Princípios de uma agricultura mais favorável às aves
Algumas alavancas que, do ponto de vista dos ornitólogos, podem ter um efeito particularmente forte:
Menos pesticidas e herbicidas
Cada aplicação evitada aumenta a probabilidade de os insetos sobreviverem e servirem de alimento.Manter elementos estruturais
Sebes, faixas nas margens dos campos, pequenas massas de água e árvores antigas oferecem locais de nidificação e refúgios.Quebrar as monoculturas
Culturas mistas, rotações e parcelas mais pequenas criam mosaicos que beneficiam muitas espécies.Terrenos em pousio e faixas floridas
Áreas temporariamente “improdutivas” fornecem, a médio prazo, polinizadores, auxiliares naturais - e territórios para as aves.
Quanto mais variada for a estrutura de uma paisagem agrícola, maior é a probabilidade de ela também sustentar uma comunidade de aves diversificada.
O que estes resultados significam para a Alemanha e para a região DACH
Embora o estudo se refira à América do Norte, os paralelos com as regiões agrícolas da Europa Central são evidentes. Também aqui dominam as monoculturas em grande escala, as quantidades elevadas de fertilizantes e pesticidas e o forte declínio das aves de campo clássicas.
Em muitas zonas da Alemanha, a perdiz-cinzenta, o abibe ou a cotovia-comum já são considerados espécies preocupantes do ponto de vista da conservação da natureza. Os novos dados fornecem mais um argumento para orientar a política agrícola, os subsídios e o planeamento do território de forma mais assente em critérios ecológicos.
Termos que vale a pena conhecer
Algumas expressões surgem repetidamente no contexto do estudo e ajudam a compreender melhor as relações em causa:
- Agricultura industrial: produção fortemente mecanizada, orientada para rendimentos elevados, com campos de grande dimensão e uso intensivo de químicos.
- Monocultura: cultivo extensivo de apenas uma espécie de planta durante vários anos consecutivos - eficiente, mas ecologicamente empobrecido.

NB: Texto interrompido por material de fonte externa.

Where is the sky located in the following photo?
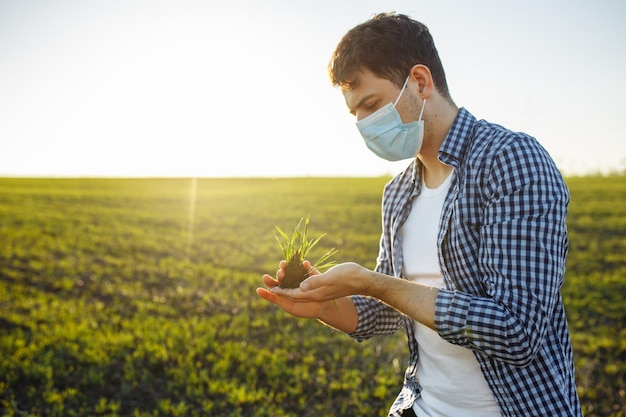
[0,0,626,177]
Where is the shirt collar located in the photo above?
[439,107,476,168]
[408,107,477,186]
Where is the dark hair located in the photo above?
[328,13,451,100]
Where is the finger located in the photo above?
[300,274,322,292]
[256,288,294,312]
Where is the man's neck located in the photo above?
[418,100,459,188]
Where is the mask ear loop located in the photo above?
[393,75,410,107]
[417,99,426,121]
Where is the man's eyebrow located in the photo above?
[350,93,376,116]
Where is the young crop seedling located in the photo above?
[274,216,337,288]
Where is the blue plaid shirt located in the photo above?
[351,109,582,417]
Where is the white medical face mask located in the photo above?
[356,77,426,161]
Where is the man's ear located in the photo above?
[410,64,435,99]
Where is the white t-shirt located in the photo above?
[400,169,501,417]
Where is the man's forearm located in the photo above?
[364,270,439,330]
[318,297,359,334]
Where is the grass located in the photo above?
[0,177,626,416]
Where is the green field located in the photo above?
[0,176,626,417]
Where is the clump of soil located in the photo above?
[279,253,309,288]
[274,217,337,288]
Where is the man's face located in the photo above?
[342,70,412,123]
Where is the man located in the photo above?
[257,14,581,417]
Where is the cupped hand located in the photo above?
[264,262,367,303]
[256,261,327,318]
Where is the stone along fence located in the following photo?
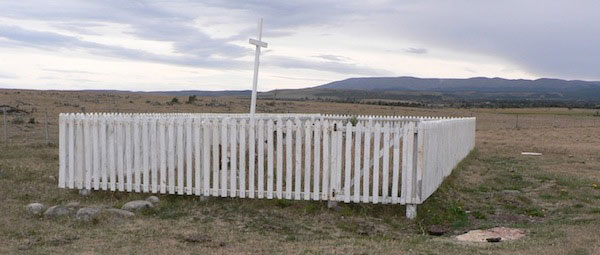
[58,113,475,218]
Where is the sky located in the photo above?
[0,0,600,91]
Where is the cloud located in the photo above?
[264,56,392,76]
[0,26,250,68]
[404,48,427,54]
[0,72,19,79]
[0,0,600,87]
[313,54,351,62]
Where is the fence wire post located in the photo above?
[2,108,8,145]
[44,110,50,144]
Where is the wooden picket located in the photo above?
[58,113,475,218]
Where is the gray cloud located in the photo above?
[313,54,351,62]
[0,0,600,79]
[0,72,19,79]
[404,48,427,54]
[264,56,392,76]
[0,26,250,68]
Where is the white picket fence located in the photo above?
[58,113,475,217]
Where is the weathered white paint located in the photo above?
[58,114,475,217]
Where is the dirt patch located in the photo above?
[456,227,525,242]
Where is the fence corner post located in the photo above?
[406,204,417,220]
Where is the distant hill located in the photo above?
[146,90,252,97]
[82,77,600,108]
[316,77,600,92]
[260,77,600,107]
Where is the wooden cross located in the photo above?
[250,18,267,121]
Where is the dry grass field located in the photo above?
[0,90,600,254]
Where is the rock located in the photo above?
[65,201,81,209]
[456,227,525,242]
[105,208,135,218]
[121,200,154,211]
[327,200,341,211]
[182,234,212,243]
[146,196,160,206]
[501,189,521,195]
[79,189,92,197]
[75,207,101,222]
[485,237,502,243]
[44,205,69,218]
[25,203,46,216]
[427,225,448,236]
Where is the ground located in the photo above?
[0,90,600,254]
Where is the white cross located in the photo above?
[250,18,267,122]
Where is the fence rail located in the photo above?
[59,114,475,218]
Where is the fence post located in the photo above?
[44,110,50,144]
[2,108,8,145]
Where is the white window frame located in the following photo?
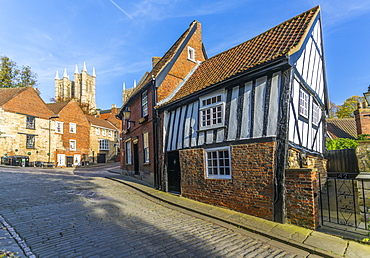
[99,139,109,150]
[69,140,77,150]
[143,132,150,163]
[199,91,225,130]
[188,46,195,61]
[26,116,36,129]
[55,121,63,134]
[204,146,232,179]
[125,140,132,164]
[141,90,148,117]
[26,134,36,149]
[312,101,321,126]
[69,123,77,133]
[57,154,66,167]
[299,88,310,118]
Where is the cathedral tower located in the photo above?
[55,62,96,112]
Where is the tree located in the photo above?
[329,101,340,118]
[0,56,37,88]
[336,96,365,118]
[326,138,358,150]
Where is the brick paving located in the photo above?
[0,167,304,257]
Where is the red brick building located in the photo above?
[119,21,206,187]
[47,100,90,167]
[158,7,328,228]
[120,6,329,228]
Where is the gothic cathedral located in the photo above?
[55,62,96,111]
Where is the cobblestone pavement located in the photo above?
[0,164,310,257]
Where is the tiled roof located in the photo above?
[126,21,198,103]
[326,118,357,139]
[86,116,118,130]
[169,6,320,102]
[46,102,69,114]
[0,87,27,106]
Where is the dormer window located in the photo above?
[188,47,195,61]
[199,92,225,130]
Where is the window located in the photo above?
[126,141,132,164]
[200,93,225,129]
[26,116,35,129]
[26,134,35,149]
[55,121,63,133]
[188,46,195,61]
[312,102,321,126]
[69,140,76,150]
[299,89,309,118]
[205,147,231,179]
[69,123,76,133]
[143,132,149,163]
[141,90,148,117]
[99,139,109,150]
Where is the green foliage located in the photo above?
[336,96,365,118]
[0,56,37,88]
[326,138,358,150]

- Agricultura regenerativa: abordagem que coloca no centro a regeneração do solo, a formação de húmus, a diversidade e a lógica de ciclo fechado.
- Hotspot de declínio: região em que não só as populações diminuem, como a própria diminuição se torna cada vez mais rápida.
Para os agricultores, uma mudança de rumo no sentido de mais natureza nos campos também pode trazer vantagens a longo prazo: solos mais saudáveis, colheitas mais estáveis, menor dependência de fatores de produção caros - e uma paisagem onde volta a ouvir-se, mais vezes, o chilrear, o bater de asas e o canto.